The origin of clothes: from pure function to fashion must-haves
It started off as purely functional – to protect and keep us warm – but it became an object of desire and a symbol of status. Andy Martin on the evolution of clothing
It only took us 1 million years to work out how to make clothes. That’s the time between when we began to shed our body hair and become naked apes and when we first started to wrap up warm in animal skins. Archaeologically, the evidence is fairly clear. Not, of course, that you are going to find too many remnants of Paleolithic party dresses and fur coats. We have a 3,000 year-old pair of woollen trousers, with woven leg decorations (worn by the nomadic horsemen of Central Asia). The oldest rags we now possess – a few twisted flax threads – date from around 34,000 years ago.
But you can find older evidence of the equipment that was used to produce clothing. Artefacts such as awls and needles, of the kind that would have been needed to sew animal skins into wearable garments, have been discovered dating back around 50,000 years (notably in the Denisova cave in Siberia). Even allowing for a generous margin and for cruder scraping implements, proto-clothing goes back only to the origin of homo sapiens, one or 200,000 years ago (the origin of the body louse, which lives in clothing, may go back as far as 170,000 years ago). So it is clear that for at least a million years our hominid precursors were running around stark naked.

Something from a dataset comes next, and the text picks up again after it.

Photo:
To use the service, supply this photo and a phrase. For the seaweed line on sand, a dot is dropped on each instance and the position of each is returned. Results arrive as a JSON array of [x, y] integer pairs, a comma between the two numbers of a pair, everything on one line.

Both the climate (in Africa) and the running (either away from or after an animal) ensured we stayed fairly warm. In fact the concept of nakedness is strictly anachronistic: how could we even know we were naked until we had the option of not being naked? It wasn’t until we invented clothing that we realised that we had been naked before. The “nude” – ie someone devoid of clothing – was born. Finally, around the same time as cave paintings, the very possibility of pornography was established. The Bible has it back to front: the use of fig leaves is what causes us to feel naked when fig-free.